Abdominal Migraine in Children
Melissa Conrad Stöppler, MD
Melissa Conrad Stöppler, MD, is a U.S. board-certified Anatomic Pathologist with subspecialty training in the fields of Experimental and Molecular Pathology. Dr. Stöppler's educational background includes a BA with Highest Distinction from the University of Virginia and an MD from the University of North Carolina. She completed residency training in Anatomic Pathology at Georgetown University followed by subspecialty fellowship training in molecular diagnostics and experimental pathology.
- Abdominal migraine in children facts
- What is abdominal migraine?
- What causes abdominal migraine?
- What are the symptoms of abdominal migraine?
- How is abdominal migraine diagnosed?
- What is the treatment of abdominal migraine?

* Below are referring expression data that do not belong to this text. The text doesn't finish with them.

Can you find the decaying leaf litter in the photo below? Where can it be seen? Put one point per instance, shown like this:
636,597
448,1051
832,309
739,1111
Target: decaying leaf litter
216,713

- Medications to treat abdominal migraine
- What is the prognosis for abdominal migraine?
- Find a local Doctor in your town
Abdominal migraine in children facts
- Abdominal migraine is believed to be a variant of migraine that is common in children but rare in adults.

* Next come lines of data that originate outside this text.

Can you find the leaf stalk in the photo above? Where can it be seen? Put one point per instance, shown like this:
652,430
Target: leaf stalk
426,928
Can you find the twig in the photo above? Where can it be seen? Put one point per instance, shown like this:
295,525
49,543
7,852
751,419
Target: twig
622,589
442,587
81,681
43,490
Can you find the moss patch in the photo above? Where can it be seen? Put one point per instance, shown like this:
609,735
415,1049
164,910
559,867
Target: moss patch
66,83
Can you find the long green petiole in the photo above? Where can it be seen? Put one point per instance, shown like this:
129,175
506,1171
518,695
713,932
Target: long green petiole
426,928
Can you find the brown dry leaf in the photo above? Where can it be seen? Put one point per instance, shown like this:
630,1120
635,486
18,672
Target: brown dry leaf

- Abdominal migraine is characterized by pain in the center of the abdomen that may be severe.
- Symptoms can last for one hour or up to a several days.
- Nausea and vomiting may be associated with the pain.
- Sleep typically brings relief from abdominal migraine. Medications used to treat classic migraine can also be effective, although there is no single treatment that is known to be effective in all patients.
- Most children with abdominal migraine have a family history of migraine, and most go on to develop migraine as adults.
- The exact cause of abdominal migraine is poorly understood. It may be related to both neurologic and endocrinologic (hormone) factors.
- The diagnosis of abdominal migraine can be difficult, and depends upon ruling out other potential causes for the abdominal pain and symptoms. There is no one diagnostic test that confirms the diagnosis.
What is abdominal migraine?
Like adults, children can develop migraines. This can be the same type of condition seen in adults, which is typically occurs with a headache, and is sometimes preceded by an aura. Nausea, vomiting, and photophobia (decreased tolerance to light) can occur. Children also develop some unusual and atypical variations of migraine, not associated with headaches in particular, that are not usually observed in adults. Abdominal migraine is one of these variants.
Abdominal migraine is a condition thought to be related to migraine that is characterized by pain in the abdomen. It is often precipitated by the usual triggers of classic migraine. The pain can be severe, and nausea and vomiting can occur.
Abdominal migraine is rare in adults, but it has been estimated that up to 2% of all children may develop abdominal migraines. Children who have the condition usually go on to develop migraine headaches as adults. Girls are affected more frequently than boys. Abdominal migraine typically occurs for the first time between the ages of 2 and 10.